Uma década depois do cancelamento prematuro da série clássica em 1969, Jornada nas Estrelas atingiu um espaço onde jamais esteve antes, as salas de cinema. Star Trek: The Motion Picture (ou Jornada nas Estrelas: O Filme) foi uma produção cercada de elementos e decisões curiosas que deixaram alguns fãs confusos, mas a alegria de ver a Enterprise e sua tripulação de volta são o verdadeiro motivo para deixar todos ansiosos durante seu lançamento.

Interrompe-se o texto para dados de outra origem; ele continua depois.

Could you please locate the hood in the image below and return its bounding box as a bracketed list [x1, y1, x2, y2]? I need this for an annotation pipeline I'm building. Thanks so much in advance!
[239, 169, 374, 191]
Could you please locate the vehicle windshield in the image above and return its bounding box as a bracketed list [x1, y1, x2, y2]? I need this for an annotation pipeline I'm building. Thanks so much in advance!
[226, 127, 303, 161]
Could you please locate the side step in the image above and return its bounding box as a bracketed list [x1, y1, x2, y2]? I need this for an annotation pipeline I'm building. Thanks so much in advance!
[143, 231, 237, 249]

A produção já começou com o pé esquerdo, enfrentando vários problemas, como os atrasos causados pela reconstrução de alguns cenários e modelos da série que agora deveriam fazer parte de um filme com grande orçamento. Além disso, também havia o impasse envolvendo o elenco, como William Shatner e Leonard Nimoy, que tentavam se distanciar dos seus personagens, Kirk e Spock, respectivamente, mas acabaram aceitando participar do filme.

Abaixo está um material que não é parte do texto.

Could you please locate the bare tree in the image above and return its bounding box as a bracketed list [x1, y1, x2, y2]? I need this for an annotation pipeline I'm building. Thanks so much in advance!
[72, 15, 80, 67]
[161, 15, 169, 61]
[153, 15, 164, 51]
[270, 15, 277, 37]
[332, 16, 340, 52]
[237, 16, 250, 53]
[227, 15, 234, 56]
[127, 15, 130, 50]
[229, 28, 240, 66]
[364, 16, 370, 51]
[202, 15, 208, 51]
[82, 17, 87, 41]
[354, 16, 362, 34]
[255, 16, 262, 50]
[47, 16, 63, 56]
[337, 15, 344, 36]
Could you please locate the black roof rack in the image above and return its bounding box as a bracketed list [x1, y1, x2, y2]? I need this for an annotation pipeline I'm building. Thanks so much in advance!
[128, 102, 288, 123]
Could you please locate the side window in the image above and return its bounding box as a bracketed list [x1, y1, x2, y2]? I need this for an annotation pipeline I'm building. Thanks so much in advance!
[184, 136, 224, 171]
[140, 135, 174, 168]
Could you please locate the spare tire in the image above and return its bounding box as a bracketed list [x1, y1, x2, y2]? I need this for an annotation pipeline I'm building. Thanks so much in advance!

Situado quatro anos depois dos eventos do último episódio da série clássica, Turnabout Intruder, James T. Kirk é designado para a Enterprise mais uma vez, que precisa lidar com um objeto vindo em sua direção e acabou de destruir três naves Klingon. Kirk tenta reunir a sua tripulação enquanto conhece novos rostos, incluindo o atual capitão da nave, Decker, que agora precisa deixar seu posto para o veterano. Como se não fosse o suficiente, temos o surgimento de V’Ger, uma entidade misteriosa que pode botar a galáxia em risco.
A direção do longa ficou por conta de Robert Wise, conhecido por editar o clássico Cidadão Kane, de Orson Welles, e dirigir os musicais Amor, Sublime Amor e A Noviça Rebelde. Lendo os exemplos listados, você não imaginaria que ele fosse o diretor certo para um filme de Star Trek, mas Wise já tinha em sua filmografia outra ficção científica, O Enigma de Andrômeda, que dirigiu no começo da década de 1970. Ainda assim, ele realmente não era a pessoa certa considerando que não assistia a série, mas aceitou o desafio independente disso. Felizmente, Jornada nas Estrelas: O Filme tem vários méritos, para muitos por uma perspectiva técnica, mesmo que nem todos os fãs sejam apaixonados pela obra, que tem uma abordagem completamente diferente do que se esperava da franquia.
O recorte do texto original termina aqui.